Home >>Distributed DBMS Tutorial >DDBMS - Query Optimization in Centralized Systems
The optimal access path is determined once the alternative access paths are derived for processing a relational algebra expression. We will discuss query optimization in a centralized system in this chapter, while we will research query optimization in a distributed system in the next chapter.
Query processing is performed in a centralized system with the following goal:
The SQL query is scanned initially. Then it is evaluated to look for syntactic errors and data type correctness. If the query passes this step, it decomposes the query into smaller blocks of queries. Each block is then converted to the equivalent expression in relational algebra.
Steps for Query Optimization
Three steps are involved in query optimization, namely generation of query tree, generation of plan, and generation of query plan code.
Step 1 − Query Tree Generation
A query tree is a structure of tree data that represents a relational expression of algebra. The query tables are represented as leaf nodes. As the internal nodes, the relational algebra operations are represented. As a whole, the root represents the query.
An internal node is executed during execution whenever its operand tables are available. The node is then replaced by the table for the result. Until the root node is executed and replaced by the result table, this method continues for all internal nodes.
Let us consider, for instance , the following schemas
EMPLOYEE
EmpID | EName | Salary | DeptNo | DateOfJoining |
---|
DEPARTMENT
DNo | DName | Location |
---|
Example 1
Let us consider the query as the following.
$$\pi_{EmpID} (\sigma_{EName = \small "ArunKumar"} {(EMPLOYEE)})$$
The corresponding query tree will be −
Example 2
Let us consider another query involving a join.
$\pi_{EName, Salary} (\sigma_{DName = \small "Marketing"} {(DEPARTMENT)}) \bowtie_{DNo=DeptNo}{(EMPLOYEE)}$
Following is the query tree for the above query.
Step 2 − Query Plan Generation
A query plan is made after the query tree is created. A query plan is an extended tree of queries that provides access paths for all query tree operations. Access paths define how you can perform the relational operations in the tree. A selection operation, for instance, may have an access path that provides information about how to use the B+ tree index for selection.
In addition, the query plan also states how to move the intermediate tables from one operator to the next, how to use temporary tables, and how to pipeline / combine operations.
Step 3− Code Generation
The final step in query optimization is code generation. It is the executable form of the query, the form of which is based on the type of the operating system underlying it. Once the query code is created, it is run by the Execution Manager and the results are produced.
Exhaustive search and heuristics-based algorithms are often used among the approaches for query optimization.
Exhaustive Search Optimization
In these techniques, all possible query plans are initially created for a query and the best plan is then chosen. While these techniques have the best solution, due to the large solution space, they have an exponential time and space complexity.

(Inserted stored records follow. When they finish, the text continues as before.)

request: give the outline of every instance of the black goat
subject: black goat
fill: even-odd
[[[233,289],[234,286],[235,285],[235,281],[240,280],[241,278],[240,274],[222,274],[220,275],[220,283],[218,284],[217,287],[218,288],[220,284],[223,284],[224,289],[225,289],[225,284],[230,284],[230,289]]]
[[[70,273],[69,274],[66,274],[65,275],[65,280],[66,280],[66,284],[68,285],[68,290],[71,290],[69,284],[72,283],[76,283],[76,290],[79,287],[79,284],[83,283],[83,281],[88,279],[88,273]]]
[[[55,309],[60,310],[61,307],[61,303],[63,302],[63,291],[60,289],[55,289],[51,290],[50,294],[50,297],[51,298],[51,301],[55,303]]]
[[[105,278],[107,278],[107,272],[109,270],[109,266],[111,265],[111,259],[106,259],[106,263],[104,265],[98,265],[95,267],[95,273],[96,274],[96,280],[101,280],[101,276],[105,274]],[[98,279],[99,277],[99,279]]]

Dynamic programming techniques, for instance.
Heuristic Based Optimization
For query optimization, heuristic based optimization uses rule-based optimization approaches. These algorithms have a complexity of polynomial time and space, which is lower than the exponential complexity of exhaustive algorithms based on search. These algorithms do not, however, actually generate the best plan for the query.
Some of the common rules for heuristic are −
Perform prior to entering operations, pick and project operations. This is achieved by moving the operations of pick and project down the question tree. This limits the number of tuples which can be joined.
Before the other operations, execute the most restrictive select / project operations first.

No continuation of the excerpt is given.